Cet après midi, faute de spéculos, nous ferons du spéculatif.
Pour plus de détails, se procurer "De Dukan à Ducon. De l'influence du régime sur l'humour" éditions Dubois.
Vous ne le savez probablement pas mais je n'ai pas eu l'heur de me rendre à TedX, la conf des confs dans laquelle il était essentiellement question de confiance si l'on en croit la con(f)clusion offerte par le brillant Vinvin.

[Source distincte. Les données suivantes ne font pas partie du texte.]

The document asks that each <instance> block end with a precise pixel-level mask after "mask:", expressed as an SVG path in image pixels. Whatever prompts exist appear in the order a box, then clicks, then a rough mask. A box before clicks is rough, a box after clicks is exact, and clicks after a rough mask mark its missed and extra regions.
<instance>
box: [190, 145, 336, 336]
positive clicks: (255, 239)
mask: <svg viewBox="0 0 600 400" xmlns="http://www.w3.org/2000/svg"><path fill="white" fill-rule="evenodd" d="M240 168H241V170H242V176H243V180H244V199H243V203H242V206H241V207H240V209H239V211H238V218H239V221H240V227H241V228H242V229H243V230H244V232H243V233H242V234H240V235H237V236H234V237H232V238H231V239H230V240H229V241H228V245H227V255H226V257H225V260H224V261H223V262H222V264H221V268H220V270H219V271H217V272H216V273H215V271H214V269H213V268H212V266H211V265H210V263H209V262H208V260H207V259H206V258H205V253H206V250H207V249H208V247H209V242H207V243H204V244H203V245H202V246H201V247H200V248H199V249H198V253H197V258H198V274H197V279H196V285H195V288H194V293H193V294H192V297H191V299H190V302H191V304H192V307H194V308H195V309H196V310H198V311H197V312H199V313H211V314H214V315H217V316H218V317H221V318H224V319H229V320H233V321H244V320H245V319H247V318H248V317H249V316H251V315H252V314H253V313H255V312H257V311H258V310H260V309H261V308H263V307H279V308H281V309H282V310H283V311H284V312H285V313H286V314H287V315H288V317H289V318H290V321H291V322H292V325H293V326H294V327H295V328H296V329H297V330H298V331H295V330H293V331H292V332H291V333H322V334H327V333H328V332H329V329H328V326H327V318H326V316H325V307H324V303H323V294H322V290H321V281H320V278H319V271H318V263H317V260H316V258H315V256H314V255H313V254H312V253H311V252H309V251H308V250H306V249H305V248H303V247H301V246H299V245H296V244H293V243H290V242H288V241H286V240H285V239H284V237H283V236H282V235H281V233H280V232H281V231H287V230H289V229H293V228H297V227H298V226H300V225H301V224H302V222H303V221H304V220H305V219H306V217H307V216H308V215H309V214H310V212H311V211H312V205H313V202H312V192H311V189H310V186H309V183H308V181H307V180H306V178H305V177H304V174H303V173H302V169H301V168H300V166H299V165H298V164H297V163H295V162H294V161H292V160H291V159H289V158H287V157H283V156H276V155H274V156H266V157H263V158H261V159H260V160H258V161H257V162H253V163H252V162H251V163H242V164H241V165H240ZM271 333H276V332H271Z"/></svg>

Je n'ai donc pas eu la chance d'être initiée aux merveilles du trou noir.
Car il y est paraît-il des terres brulées un homme quelque part, qui est capable d'expliquer les trous noirs au tout venant sans faire saigner du nez. Et cet homme était à TedX.
Moralité : pour moi, le trou noir, c'est rien qu'un truc béant dans lequel il n'y a rien.
Sans vouloir me louer outre mesure, j'avais raison, il n'y a rien dans un trou noir, sinon de la gravité.
La gravité est un paradoxe scientifique voulant que plus tu essaie d'être léger, plus on te dit que tu es lourd. Exemple : "putain Fanny t'es grave".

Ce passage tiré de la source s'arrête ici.